Sadly, it also comes as Zimbabwe launched a motor industry issues which does not proffer a position with regards strategies to curb GHG emissions.

The used vehicles, which should have been scrapped under domestic regulations, are instead dumped on developing nations where they contribute to carbon emissions, said CSE, a New Delhi-based think-tank in a study titled Clunkered: Combating dumping of used vehicles.

Weak environmental regulations in poorer economies and stronger emissions regulations in exporting countries are among the factors “inciting this unregulated global trade in clunkers,” said Anumita Roychowdhury of CSE.

“If this continues unchecked, without the exporting countries sharing the responsibility of addressing the problem, the poorer countries will not be able to meet their clean air and climate mitigation goals,” she said during a press conference on Facebook Live.

There are about two billion vehicles globally, two per cent (40 million) of which are deemed road-unworthy in developed nations annually, according to the report.

According to the study, when the capacity in most importing countries to technically assess the roadworthiness and emission performance of each imported vehicle is extremely weak, the most immediate and feasible strategy is to adopt an age cap to weed out extremely polluting, unsafe and uneconomical vehicles.

An age cap will allow use of a substantial part of the remaining useful economic life of the younger imported fleet while eliminating the highly polluting ones. But the ultimate objective should be to ban import of used vehicles.

So far only four countries in Africa and three countries in South Asia have succeeded in completely banning the import of used vehicles. As many as 25 countries in Africa and most in South Asia have imposed age restrictions. But age restriction is widely divergent—from three to 15 years. It needs to be harmonized to below three to five years. Divergent age caps create the scope of leakages through porous borders and re-export.

The report says the fiscal strategy of imposing higher tariff on older vehicles will have to be designed for effective reduction in import of old and polluting vehicles. It should not create perverse incentive for older vehicles over newer ones. Even after an ambitious hefty tax their price remains low compared to that of newer vehicles. Thus, eliminating very old vehicles from the market is critical to make fiscal measures work. “Countries will have to align their strategies. Harmonized action will help create bottom-up pressure on the international market and also plug leakages.”

There is growing consensus among the regulators as well as multilateral agencies such as UNEP that for global trade in vehicles Euro IV equivalent should be minimum harmonized standards for both import and export. This by default eliminates all vehicles that are lesser than Euro IV from the export stream. It will also help to stabilize prices for the acceptable fleet in the international market and not undercut regulatory action in importing countries that are trying to establish an age cap as well as minimum emissions standards.

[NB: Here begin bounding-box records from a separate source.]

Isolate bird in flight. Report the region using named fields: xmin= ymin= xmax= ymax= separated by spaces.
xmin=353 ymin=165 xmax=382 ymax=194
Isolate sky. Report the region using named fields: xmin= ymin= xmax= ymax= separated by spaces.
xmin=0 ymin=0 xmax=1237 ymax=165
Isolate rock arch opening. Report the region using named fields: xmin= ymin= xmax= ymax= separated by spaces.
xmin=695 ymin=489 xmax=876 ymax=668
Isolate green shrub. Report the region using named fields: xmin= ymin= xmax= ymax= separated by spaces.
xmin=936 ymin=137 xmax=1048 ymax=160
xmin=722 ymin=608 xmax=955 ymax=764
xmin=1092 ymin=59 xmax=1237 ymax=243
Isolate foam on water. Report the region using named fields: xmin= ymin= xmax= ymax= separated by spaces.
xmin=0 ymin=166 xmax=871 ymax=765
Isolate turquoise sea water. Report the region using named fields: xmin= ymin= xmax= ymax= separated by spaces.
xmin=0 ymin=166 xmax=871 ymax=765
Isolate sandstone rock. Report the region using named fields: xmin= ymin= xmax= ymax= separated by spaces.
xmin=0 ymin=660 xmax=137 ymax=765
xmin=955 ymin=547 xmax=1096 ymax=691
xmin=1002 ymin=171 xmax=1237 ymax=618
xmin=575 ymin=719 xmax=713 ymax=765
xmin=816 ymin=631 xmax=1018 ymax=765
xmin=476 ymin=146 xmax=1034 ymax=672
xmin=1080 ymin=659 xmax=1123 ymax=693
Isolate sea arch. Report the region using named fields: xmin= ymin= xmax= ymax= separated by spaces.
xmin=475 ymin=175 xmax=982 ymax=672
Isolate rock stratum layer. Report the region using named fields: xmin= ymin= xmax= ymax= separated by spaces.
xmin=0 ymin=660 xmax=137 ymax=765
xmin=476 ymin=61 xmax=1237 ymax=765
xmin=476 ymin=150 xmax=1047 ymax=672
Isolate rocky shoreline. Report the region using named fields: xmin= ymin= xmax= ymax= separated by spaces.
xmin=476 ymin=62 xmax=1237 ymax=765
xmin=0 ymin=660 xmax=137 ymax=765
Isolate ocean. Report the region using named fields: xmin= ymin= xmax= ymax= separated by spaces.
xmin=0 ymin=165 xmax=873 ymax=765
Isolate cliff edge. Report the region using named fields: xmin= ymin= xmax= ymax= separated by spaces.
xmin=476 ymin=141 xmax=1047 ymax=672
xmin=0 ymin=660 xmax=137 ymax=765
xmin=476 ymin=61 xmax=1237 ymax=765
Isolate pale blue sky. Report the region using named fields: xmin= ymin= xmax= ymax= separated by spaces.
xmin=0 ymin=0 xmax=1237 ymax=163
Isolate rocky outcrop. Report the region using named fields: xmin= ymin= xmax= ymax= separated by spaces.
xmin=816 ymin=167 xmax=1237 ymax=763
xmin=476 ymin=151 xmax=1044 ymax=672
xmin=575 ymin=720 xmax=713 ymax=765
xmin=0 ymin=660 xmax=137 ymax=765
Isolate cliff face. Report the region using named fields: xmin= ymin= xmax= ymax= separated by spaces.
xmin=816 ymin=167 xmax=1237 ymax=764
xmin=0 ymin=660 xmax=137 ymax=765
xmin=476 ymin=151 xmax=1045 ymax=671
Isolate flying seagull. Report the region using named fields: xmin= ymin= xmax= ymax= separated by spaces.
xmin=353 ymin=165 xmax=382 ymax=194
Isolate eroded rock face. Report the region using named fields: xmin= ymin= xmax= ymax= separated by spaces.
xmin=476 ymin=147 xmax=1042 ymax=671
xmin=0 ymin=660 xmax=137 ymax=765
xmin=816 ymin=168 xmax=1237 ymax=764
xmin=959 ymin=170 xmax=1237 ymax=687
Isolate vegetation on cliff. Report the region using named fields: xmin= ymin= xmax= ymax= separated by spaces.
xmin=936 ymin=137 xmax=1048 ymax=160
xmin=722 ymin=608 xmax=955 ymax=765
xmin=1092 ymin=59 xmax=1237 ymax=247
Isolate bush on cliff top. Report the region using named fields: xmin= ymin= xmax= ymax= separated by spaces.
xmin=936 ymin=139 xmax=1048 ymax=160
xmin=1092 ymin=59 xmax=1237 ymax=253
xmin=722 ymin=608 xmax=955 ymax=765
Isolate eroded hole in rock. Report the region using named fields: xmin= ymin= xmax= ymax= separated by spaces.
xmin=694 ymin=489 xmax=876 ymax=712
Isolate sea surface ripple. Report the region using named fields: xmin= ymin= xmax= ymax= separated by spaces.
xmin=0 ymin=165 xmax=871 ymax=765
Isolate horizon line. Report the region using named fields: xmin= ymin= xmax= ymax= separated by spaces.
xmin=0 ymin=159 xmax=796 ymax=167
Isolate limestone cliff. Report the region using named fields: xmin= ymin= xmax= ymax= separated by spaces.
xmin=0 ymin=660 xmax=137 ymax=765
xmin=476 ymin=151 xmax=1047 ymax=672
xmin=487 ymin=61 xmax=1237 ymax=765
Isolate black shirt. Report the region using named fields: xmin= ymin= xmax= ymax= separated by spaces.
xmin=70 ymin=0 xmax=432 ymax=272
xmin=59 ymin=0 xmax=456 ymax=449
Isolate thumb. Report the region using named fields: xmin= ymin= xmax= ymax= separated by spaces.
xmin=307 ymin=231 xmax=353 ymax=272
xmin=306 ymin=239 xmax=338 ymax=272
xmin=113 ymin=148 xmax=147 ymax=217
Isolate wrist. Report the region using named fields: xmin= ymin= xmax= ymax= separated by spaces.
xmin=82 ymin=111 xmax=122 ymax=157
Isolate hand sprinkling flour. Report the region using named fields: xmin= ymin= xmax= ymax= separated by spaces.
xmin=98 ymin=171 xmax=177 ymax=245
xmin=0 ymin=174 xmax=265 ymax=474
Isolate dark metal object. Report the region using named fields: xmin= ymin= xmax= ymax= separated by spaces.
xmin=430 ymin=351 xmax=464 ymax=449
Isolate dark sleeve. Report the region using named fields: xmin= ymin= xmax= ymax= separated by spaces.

The study says global exporters will have to follow the age cap and emission standards requirements for international trade and this will have to be multilaterally established for a harmonized approach. Importing countries cannot gain from regulatory restrictions on age to bring cleaner, younger and more fuel-efficient vehicles if fuel quality and emissions standards do not improve. Currently, the newer imported vehicles are stripped off the improved and advanced emissions control systems as requisite fuels are not available in most importing countries.

Eleven countries in Africa have adopted cleaner fuels (low sulphur 50 ppm).  The countries include Morocco, Mauritius, Kenya, Uganda, Tanzania, Rwanda, Burundi, Ghana, Mozambique, Malawi and Zimbabwe. While Morocco is the first country in Africa to adopt ultra-low sulphur (10 ppm) fuel, Mauritius and East African countries have similar plans.

There are a few others who are poised to make the transition.

Increasingly, several countries such as Uganda, Kenya, Nigeria, Sri Lanka and Bangladesh among others have begun to set-up vehicle inspection centres for on-road emission and roadworthiness tests. But this will have to be organized at a different level—at the point of entry and subsequently periodically.

Low- and middle-income countries will have to deal with the final disposal of the fleet as these vehicles cannot be reused or resold anywhere else. The costs of disposal and recycling rest on these countries and place enormous economic burden on them. Importing countries so far have not accounted for such costs. Moreover, the potential of recovering valuable material — an important part of a circular economy—remains underutilized.

This will have to be part of shared responsibilities. The importing companies as well as exporting governments through bilateral and multilateral arrangements need to create a mechanism to support scrapping and recycling in the low-income countries. This will require common set of criteria for the region to declare end-of-life of vehicles for recycling. Most countries in Africa and South Asia do not have adequate inspection systems for road worthiness, emissions and safety. This often makes arbitrary cut off of age the decisive factor to scrap vehicles.